I am of roughly the same generation, and I am immensely sympathetic to this point of view. I like photographs in exactly the same way. I'm a little down on Fine Prints, but that's as much because of the finiteness of wall space as anything else. I adore the close inspection of the photo, more than almost anyone else on earth. Nevertheless, Mike and I are both wrong. We're completely out to lunch, in fact. This approach to photography is, for all practical purposes, dead. No, not dead, but a niche, a cul-de-sac. I'm happy to bang around in this cul-de-sac with all the other old folks, but it's not the modern world.
We might equally visualize it as a train. We can hop off anywhere, you may find that the 1950s photography suits you and hop off the train. Enjoy! The train, however, moves on. We are not going to reverse the train and park it in 1950, or 1890, or anywhere. The train will always move forward, probably quite fast.
The modern world of media, and therefore of photography, is one of impressions, of fragments, of lies, of propaganda. The photograph's role in the world today is literally to be glanced at. This is not changing, except to evolve forward to whatever it is that comes next. The train does not stop.
Look at the cat.Swipe.
Look at the big nose on that Jew.Swipe.
Look at the tulip.Swipe.
The idea of carefully redacting the photographs on your phone to find the Good Ones is ludicrous. Anyone with the desire and the will to do that is already doing so, everyone else is mildly uncomfortable with all the photos they're piling up, but whatever. Apple or Google will dredge a few up from a this date last year, or ten years ago, and we can glance at them again, and that's pretty much that.
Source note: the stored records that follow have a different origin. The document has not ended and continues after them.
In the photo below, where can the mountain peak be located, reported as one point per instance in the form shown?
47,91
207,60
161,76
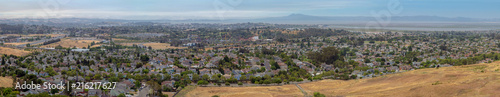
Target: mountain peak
296,14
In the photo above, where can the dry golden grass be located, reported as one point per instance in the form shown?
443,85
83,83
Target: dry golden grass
31,35
154,45
446,81
261,91
6,81
12,51
162,46
465,81
68,43
17,43
170,94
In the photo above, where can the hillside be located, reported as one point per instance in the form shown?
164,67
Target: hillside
12,51
470,80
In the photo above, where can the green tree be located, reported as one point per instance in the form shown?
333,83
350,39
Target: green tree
202,82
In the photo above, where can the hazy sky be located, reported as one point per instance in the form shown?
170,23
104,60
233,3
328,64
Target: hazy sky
242,9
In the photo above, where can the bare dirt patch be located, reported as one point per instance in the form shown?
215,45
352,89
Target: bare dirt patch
12,51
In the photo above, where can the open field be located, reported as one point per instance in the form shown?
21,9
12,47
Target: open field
68,43
6,81
448,81
260,91
469,80
16,52
162,46
154,45
377,42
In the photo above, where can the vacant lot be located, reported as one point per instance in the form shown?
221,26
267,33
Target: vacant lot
154,45
471,80
5,81
69,43
162,46
32,35
12,51
261,91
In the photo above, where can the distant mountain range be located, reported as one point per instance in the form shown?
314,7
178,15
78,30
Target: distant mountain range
299,19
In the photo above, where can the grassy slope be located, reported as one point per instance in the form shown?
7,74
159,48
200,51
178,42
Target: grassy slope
470,80
466,80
The news photograph led the way here. After the novelty wore off, the news photo quickly fell into its modern role as reifying the textual part of the news story. There is a war in Ukraine, here is a photo of some blown up shit to prove it. The details of the news photo have not mattered for decades, perhaps almost a century. We've been glancing at them for my entire lifetime.
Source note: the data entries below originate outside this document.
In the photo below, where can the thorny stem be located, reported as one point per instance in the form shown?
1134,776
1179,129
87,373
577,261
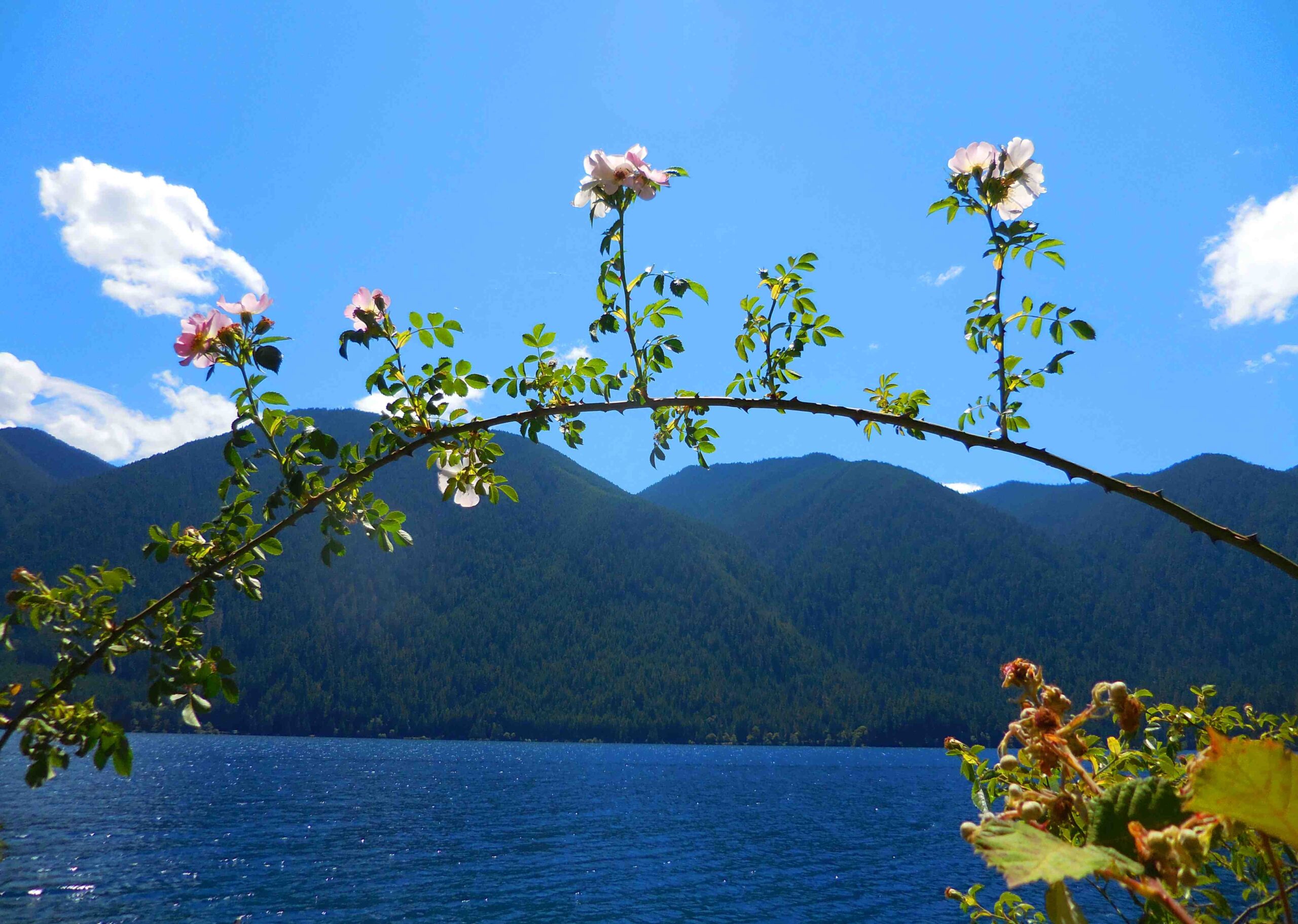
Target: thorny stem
770,335
1153,499
1152,888
1280,879
626,295
420,409
256,417
1000,338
This now extends, via social media, to almost all photos everywhere. Everything on instagram, or flickr, or twitter, is a momentary impression. It reifies its caption, its description, and that's it.
It's a depressing point of view, if you're me, or if you're Mike Johnston, or if you're AD Coleman, since it utterly inverts everything we know and love about photographs and photography. Nevertheless this is where we are. Crying about it, railing at people to photograph more mindfully, writing think pieces about how you can kinda-sorta use your iPhone just like it was 1950 again, is to miss the point.
The train only goes forward; the horse has left the barn and is up in the hills beyond the ken of man. Photographs are impressionistic ephemera, often lies, that take their place in the mosaic of propagandist media that we use to support our preconceptions of the world.
Well, ok. I guess that might change how you take pictures? Or not?